Maxim, Analog Devices, and Linear Technology® have hot-swap solutions which come with digital faults and statistical data (or flight) recording features. A recent new term, "digital hot-swap" IC, refers to hot-swap solutions that integrate a high-performance ADC for voltage and current monitoring. Table 1 compares some of the key specifications for hot-swap ICs from these suppliers. The MAX5967 is not in the table, but is pin- and function-compatible with the LTC4215.

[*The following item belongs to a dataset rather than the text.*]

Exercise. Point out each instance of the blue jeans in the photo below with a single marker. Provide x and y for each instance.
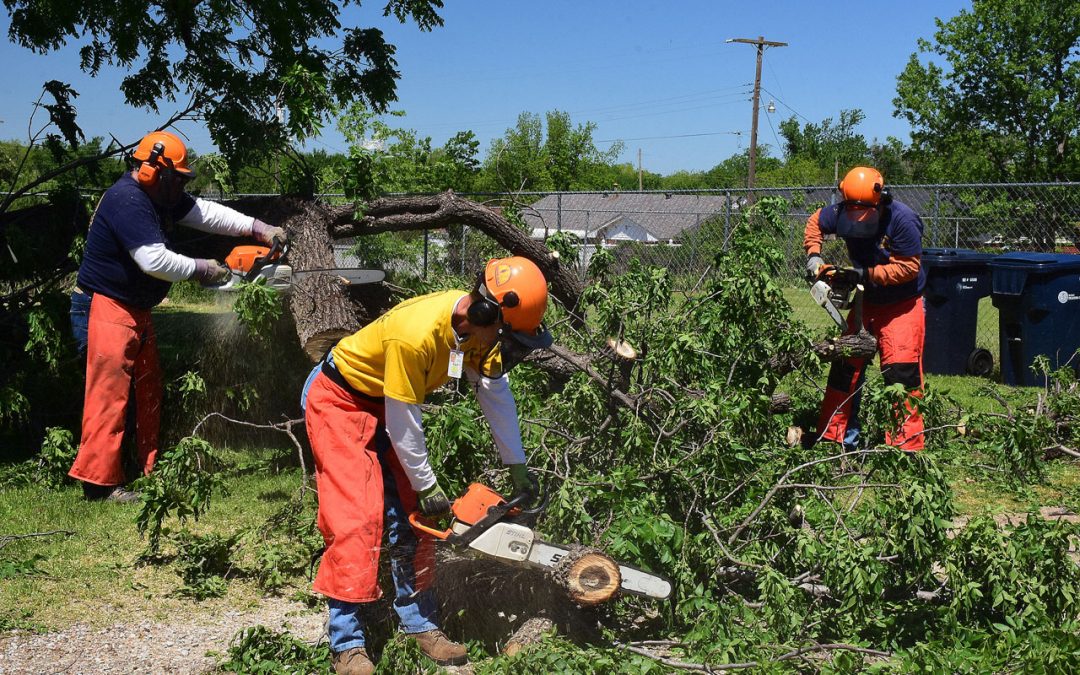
(853, 431)
(416, 609)
(80, 320)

Table 1. Digital Hot-Swap IC Comparison
LTC4215 ADM1175 MAX5961 MAX5970
ADC Resolution (bits) 2 12 10 10
Conversion Rate (Hz) 10 Not Specified 10k 10k
Automatic or Polled? Auto Polled Auto Auto
History "Depth" 1 sample 1 sample 50 samples 50 samples
INL 0.2 LSB, 0.5 LSB Not Specified 0.5 LSB 0.5 LSB
Full-Scale Error (voltage, current) ±5.5 LSB, ±5.0 LSB ±60.0 LSB, ±100.0 LSB ±10 LSB, ±30.0 LSB ±10 LSB, ±30.0 LSB
Interface I²C/SMBus™ I²C I²C/SMBus I²C/SMBus
High-Speed Voltage (min, max) 2.9V, 15V 3.15V, 13.2V 0V, 16V 0V, 16V
GATE Pullup Current (µA) 20 12 5 5
GATE Pulldown Current, Normal (mA) 1 2 500 500
Slow-Trip Circuit-Breaker Threshold (mV) 25 85 12.5, 25, 50 (and 8-bit programmable) 12.5, 25, 50 (and 8-bit programmable)
Fast-Trip Circuit-Breaker Threshold 115mV 125%, 150%, 175%, 200% of programmed slow trip 125%, 150%, 175%, 200% of programmed slow trip
Load UV Protection Analog 2 each, 10-bit programmable 2 each, 10-bit programmable
Load OV Protection 2 each, 10-bit programmable 2 each, 10-bit programmable

The embedded ADC in these devices gives the hot-swap controller IC the extended ability to monitor and report the power-supply states and other vital signs at the instant that the fault occurs. The MAX5961 also stores several milliseconds of past voltage and current measurements. This data can be used to ease system debugging and failure analysis later.

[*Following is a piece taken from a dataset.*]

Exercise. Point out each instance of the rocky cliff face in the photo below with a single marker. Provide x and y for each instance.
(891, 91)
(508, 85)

The integrated ADC has also created opportunities for OEMs to become more creative with their products. One can observe an increase in value-added features for advanced board management:
  • Information gathering: a designer can use a system's vital data collected today to build a next-generation system with optimized efficiencies.
  • Constant monitoring: during normal operation of these high availability systems, there could be a desire to log certain "vital statistics" of the power levels of the card through a constant monitoring of the power temperature levels. This can be used later for "predicting certain specific faults."
  • Power budget: by reading past and current fault conditions, one can ensure that no embedded card is using more than its share of the total power budget. This monitoring will facilitate early identification of abnormal operating conditions and help mitigate, or eliminate, any effects on the rest of the system.

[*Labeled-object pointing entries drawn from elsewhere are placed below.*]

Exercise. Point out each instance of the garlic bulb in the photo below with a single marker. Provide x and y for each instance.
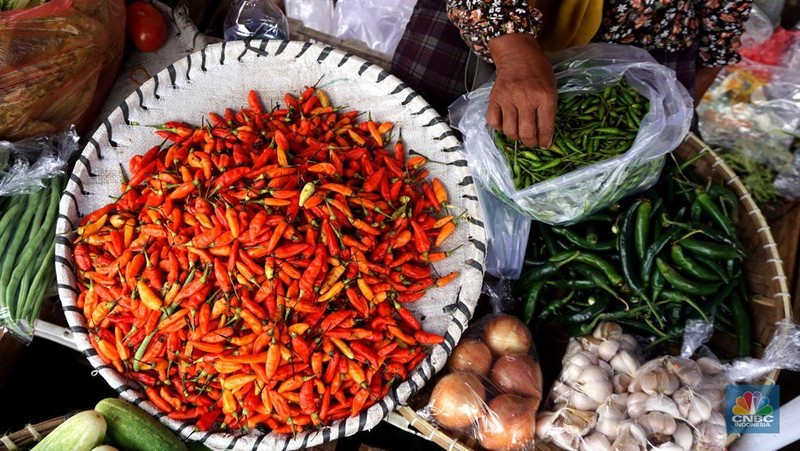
(621, 382)
(631, 438)
(656, 381)
(573, 347)
(593, 383)
(618, 400)
(595, 442)
(578, 422)
(635, 404)
(560, 392)
(625, 363)
(657, 423)
(628, 343)
(667, 446)
(709, 366)
(575, 365)
(591, 344)
(686, 370)
(710, 437)
(563, 439)
(607, 331)
(581, 401)
(606, 367)
(609, 418)
(715, 397)
(692, 406)
(608, 349)
(717, 418)
(683, 436)
(544, 424)
(662, 403)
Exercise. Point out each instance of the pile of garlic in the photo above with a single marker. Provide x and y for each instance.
(605, 399)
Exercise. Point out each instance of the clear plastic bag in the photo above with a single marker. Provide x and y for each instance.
(378, 23)
(753, 109)
(31, 181)
(607, 397)
(757, 29)
(255, 19)
(26, 164)
(582, 192)
(57, 63)
(506, 236)
(494, 385)
(316, 14)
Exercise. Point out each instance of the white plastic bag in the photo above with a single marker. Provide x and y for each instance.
(315, 14)
(378, 23)
(506, 236)
(582, 192)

The I²C Link to the System Microprocessor

The controller's I²C interface is used by card's microprocessor to collect the vital statistics mentioned above. Through this interface the controller is configured to behave, latch off, or restart continuously; it is how a problem card is identified early on by the system's management firmware. This interface is essentially the chassis's warning display to the service technician. It serves much like the service-engine-soon light seen on the dashboard of a car.

Conclusions

Hot-swapping PC boards in high-availability systems is an inevitable necessity. Nonetheless, tracing a PC board malfunction caused by inrush current after an insertion event is a very challenging task. Understanding the malfunction, or preferably preventing one, is complicated by any patchwork hot-swap solutions that inevitably create a more negative impact on the system's long-term performance than the engineer can ever imagine.

Today's highly integrated hot-swap solutions will ensure that a hot-plug event in a system does not cause data-transmission errors or resetting of the cards already in the system. These solutions will help sustain a system's long-term reliability. In the end, the goal is all about meeting and exceeding the 5-NINEs.



References
¹Maxim application note 1785, "Flexible Hot-Swap Current Limiter Allows Thermal Protection."